We must overhaul the aged care sector and the entire healthcare system to make them attractive places to work. Burn out, odd hours, overwork are all too common. The recent reports about aged care workers leaving the sector because of poor work conditions might be a dark foreshadowing of what lies ahead.

Automation

In an environment of all but universal skills shortages, aged-care workers will simply switch industries once their working conditions become too undesirable. With every worker that leaves the industry, work conditions for the remaining workers worsen, further increasing the likelihood of more workers leaving the industry.
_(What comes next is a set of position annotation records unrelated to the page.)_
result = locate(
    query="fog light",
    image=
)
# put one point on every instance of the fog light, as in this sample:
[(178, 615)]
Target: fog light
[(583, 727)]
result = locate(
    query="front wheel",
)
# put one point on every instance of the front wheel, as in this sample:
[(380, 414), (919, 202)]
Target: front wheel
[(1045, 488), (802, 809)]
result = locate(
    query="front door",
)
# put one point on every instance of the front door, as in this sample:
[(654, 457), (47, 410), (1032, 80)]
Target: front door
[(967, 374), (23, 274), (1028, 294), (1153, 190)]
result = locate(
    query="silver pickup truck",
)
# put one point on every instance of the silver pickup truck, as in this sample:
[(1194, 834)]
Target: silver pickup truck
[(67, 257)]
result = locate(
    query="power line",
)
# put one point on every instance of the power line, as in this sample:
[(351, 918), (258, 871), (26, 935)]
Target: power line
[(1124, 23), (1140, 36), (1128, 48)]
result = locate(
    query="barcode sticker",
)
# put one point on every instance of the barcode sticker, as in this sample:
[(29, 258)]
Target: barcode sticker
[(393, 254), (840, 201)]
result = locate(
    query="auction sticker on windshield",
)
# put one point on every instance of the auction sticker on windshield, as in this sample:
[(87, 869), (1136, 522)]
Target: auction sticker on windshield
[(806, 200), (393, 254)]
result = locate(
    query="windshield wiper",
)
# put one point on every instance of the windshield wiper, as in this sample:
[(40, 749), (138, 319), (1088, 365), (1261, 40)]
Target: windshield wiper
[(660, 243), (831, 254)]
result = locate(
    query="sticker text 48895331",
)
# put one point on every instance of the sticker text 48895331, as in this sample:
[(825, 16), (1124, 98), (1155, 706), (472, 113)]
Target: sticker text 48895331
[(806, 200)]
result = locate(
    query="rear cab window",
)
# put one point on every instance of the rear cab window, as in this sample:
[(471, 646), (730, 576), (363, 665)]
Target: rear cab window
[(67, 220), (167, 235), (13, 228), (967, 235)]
Such a cycle drives up wages and ultimately puts care services out of reach for the poorest Australians. I cannot emphasise enough how dark such a scenario would be.

In an Australia that needs to grow its health workforce in a time of a universal skills shortage, automation is our friend.

Forget any talk about automation killing jobs. From now on it will be workers that are in short supply, not jobs. Automation across all industries is needed to free up workers to enter the health field.

Who is looking out for the future one million Aussies aged over 85? Who is putting relevant policies in place? Who is even talking about this? We have about 13 years to work that out – really, we don’t have any time at all.

The ageing of the population occurs gradually – one person, one real human, at a time. If we fail to fully shake up and reinvent the way we provide health care and assistance to our oldest Australians, we ensure that hundreds of thousands of people will have a horrible last decade-or-so of their lives.